Who knows what might have happened with Rizzo on second, one out and Bryant up? I only wish Anthony had stayed there. It’s a really, really rough way to lose a game that had playoff-type intensity, and you could tell that by the fact that almost no one in the sellout of 41,250 left early. The Cubs left nine men on base in all and easily could have scored five or six runs if anyone could have produced with RISP (they were 2-for-9 with RISP in this one).

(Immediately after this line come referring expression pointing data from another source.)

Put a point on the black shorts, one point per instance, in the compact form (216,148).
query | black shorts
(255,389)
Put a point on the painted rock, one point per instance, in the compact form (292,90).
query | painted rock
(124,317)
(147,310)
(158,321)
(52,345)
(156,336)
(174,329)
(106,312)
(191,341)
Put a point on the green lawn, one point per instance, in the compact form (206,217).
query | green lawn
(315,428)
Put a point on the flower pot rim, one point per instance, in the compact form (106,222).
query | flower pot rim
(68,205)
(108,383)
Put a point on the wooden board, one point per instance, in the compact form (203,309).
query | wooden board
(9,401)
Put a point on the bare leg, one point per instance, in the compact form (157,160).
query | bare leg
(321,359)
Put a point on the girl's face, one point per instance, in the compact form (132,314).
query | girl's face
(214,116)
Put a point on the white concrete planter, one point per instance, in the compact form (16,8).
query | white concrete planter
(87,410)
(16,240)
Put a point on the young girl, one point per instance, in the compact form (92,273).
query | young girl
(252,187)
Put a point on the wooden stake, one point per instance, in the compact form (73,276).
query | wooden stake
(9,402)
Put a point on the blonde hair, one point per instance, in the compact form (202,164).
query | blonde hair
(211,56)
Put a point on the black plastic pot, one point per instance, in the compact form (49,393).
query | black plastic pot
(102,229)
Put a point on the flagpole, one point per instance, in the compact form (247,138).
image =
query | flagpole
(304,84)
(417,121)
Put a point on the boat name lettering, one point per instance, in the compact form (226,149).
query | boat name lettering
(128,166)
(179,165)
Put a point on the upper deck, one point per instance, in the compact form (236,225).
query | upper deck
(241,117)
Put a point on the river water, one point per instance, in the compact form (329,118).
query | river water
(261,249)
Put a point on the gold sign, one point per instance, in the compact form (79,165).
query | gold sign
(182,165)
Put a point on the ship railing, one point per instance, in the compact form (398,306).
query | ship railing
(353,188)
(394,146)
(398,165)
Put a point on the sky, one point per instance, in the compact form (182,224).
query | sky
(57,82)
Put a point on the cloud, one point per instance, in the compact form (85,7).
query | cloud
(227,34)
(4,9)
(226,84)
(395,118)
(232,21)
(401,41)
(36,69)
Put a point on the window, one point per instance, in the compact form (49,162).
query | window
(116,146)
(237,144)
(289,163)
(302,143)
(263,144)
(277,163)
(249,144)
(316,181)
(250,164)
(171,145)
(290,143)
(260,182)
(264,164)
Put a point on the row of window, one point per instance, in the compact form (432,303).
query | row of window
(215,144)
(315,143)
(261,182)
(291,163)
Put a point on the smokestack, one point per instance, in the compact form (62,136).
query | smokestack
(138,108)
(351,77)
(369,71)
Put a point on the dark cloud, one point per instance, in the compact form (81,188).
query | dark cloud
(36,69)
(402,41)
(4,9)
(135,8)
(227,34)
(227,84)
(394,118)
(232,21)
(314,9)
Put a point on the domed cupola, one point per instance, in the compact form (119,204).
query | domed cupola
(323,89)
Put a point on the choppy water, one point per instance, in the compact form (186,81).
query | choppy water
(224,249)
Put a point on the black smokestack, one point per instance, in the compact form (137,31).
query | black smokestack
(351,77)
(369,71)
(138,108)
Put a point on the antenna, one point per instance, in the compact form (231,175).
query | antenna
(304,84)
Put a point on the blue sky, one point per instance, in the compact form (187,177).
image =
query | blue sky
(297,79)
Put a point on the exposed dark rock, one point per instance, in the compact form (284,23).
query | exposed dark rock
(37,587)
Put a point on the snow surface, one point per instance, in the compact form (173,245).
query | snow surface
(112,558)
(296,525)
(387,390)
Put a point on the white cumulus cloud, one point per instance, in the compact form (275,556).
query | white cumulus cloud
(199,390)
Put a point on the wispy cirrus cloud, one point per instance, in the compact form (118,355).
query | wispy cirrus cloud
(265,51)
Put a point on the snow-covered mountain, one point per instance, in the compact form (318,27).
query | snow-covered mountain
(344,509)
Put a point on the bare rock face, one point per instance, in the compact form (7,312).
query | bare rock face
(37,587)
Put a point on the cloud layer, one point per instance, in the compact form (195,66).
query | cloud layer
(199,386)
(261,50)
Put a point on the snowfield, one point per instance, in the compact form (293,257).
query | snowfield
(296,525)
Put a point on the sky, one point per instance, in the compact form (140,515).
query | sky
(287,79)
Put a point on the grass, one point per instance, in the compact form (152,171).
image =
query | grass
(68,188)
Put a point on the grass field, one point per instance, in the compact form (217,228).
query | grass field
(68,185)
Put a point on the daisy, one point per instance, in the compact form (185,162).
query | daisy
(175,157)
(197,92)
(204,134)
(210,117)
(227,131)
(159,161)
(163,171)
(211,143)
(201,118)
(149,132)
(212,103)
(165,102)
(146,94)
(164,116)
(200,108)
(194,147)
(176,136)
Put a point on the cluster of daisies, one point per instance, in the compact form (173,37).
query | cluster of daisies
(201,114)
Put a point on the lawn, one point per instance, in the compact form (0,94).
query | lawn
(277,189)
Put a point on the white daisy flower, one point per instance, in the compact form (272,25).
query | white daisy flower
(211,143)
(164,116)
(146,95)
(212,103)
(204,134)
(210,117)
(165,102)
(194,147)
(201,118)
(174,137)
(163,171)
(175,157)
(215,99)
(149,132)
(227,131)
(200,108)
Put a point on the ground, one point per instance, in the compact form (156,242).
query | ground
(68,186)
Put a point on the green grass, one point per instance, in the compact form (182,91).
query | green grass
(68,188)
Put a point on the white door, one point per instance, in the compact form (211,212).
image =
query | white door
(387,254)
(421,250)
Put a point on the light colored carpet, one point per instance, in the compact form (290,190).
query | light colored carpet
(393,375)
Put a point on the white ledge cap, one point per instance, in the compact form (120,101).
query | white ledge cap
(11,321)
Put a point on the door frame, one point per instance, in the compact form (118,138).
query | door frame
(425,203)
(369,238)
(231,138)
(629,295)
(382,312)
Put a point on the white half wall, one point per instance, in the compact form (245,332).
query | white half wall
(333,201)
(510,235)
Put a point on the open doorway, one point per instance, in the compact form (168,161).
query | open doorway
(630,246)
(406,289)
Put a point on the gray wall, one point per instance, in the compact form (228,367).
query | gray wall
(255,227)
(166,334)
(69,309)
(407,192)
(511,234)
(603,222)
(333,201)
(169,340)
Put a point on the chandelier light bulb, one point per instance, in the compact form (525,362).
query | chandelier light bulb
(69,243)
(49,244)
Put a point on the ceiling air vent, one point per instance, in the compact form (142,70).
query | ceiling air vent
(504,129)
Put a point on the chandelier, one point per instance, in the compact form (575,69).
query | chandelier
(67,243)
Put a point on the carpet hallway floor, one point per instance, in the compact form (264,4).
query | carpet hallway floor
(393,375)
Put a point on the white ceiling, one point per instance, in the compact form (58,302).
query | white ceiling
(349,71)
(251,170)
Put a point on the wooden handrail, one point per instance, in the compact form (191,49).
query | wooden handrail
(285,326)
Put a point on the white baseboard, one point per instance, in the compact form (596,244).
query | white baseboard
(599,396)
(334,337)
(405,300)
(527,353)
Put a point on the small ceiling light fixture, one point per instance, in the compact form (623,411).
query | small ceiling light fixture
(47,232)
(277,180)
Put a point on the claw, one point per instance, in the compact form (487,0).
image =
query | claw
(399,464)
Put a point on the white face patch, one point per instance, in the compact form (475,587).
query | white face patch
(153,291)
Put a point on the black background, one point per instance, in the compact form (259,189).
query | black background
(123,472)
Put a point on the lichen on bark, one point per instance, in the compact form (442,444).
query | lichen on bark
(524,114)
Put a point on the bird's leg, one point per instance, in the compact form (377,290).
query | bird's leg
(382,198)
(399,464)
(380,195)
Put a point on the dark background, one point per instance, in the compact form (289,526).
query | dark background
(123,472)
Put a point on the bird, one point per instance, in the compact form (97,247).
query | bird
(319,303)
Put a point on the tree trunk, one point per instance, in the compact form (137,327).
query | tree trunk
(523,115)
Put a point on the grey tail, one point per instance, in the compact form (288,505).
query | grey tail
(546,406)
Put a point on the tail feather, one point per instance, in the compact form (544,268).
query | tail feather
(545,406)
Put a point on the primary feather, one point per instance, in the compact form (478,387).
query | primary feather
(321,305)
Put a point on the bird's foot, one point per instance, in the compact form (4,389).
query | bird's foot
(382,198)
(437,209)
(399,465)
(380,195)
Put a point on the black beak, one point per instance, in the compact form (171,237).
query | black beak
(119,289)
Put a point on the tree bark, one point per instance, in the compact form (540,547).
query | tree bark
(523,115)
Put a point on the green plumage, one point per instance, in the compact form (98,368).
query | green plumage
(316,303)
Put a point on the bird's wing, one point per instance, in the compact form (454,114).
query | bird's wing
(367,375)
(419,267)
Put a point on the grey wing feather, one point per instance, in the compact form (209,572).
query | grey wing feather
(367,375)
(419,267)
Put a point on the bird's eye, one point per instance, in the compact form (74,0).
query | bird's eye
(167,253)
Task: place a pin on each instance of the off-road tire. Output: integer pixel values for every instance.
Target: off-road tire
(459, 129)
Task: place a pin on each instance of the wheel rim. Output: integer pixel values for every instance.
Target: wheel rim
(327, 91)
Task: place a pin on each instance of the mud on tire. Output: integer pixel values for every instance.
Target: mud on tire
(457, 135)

This game, though — compelling, exciting, lots of different things going on, both managers trying to outsmart the other. You can’t ask for more interesting baseball, or a nicer afternoon to watch it, again with unlimited sunshine and temperatures in the mid 70s. You can ask for a better result for your side, and the Cubs will certainly take this one as a learning experience. From Joe Maddon:
#Cubs Maddon: "Intense game, it was a great game. You can nitpick it all you want -- I loved that game. That's very similar to a playoff"— Carrie Muskat (@CarrieMuskat) September 3, 2016
Let’s hope we have games just as intense in October, only with the Cubs winning.
A couple of notes: Hector Rondon threw 22 pitches in a sim game before Saturday’s contest and is ready to go:
#Cubs Rondon: "I feel really good and I'm back to normal now and my command is really good. Everything was good today."— Carrie Muskat (@CarrieMuskat) September 3, 2016
And, the Cubs swept August National League honors, as Bryant was named N.L. Player of the Month and Kyle Hendricks received the N.L. Pitcher of the Month award. It’s the third Pitcher of the Month award for a Cubs hurler this year (Arrieta won in April and Jon Lester won in June) and the first Player of the Month for a Cubs position player in 2016.
Awards are nice. Winning’s better, and the Cubs are headed for October business to take care of, perhaps against the Giants. The teams have split six games so far, so the winner of Sunday afternoon’s game will take the season series. John Lackey is expected to be activated from the DL to start for the Cubs, and our old N.L. Central nemesis Johnny Cueto will go for the Giants.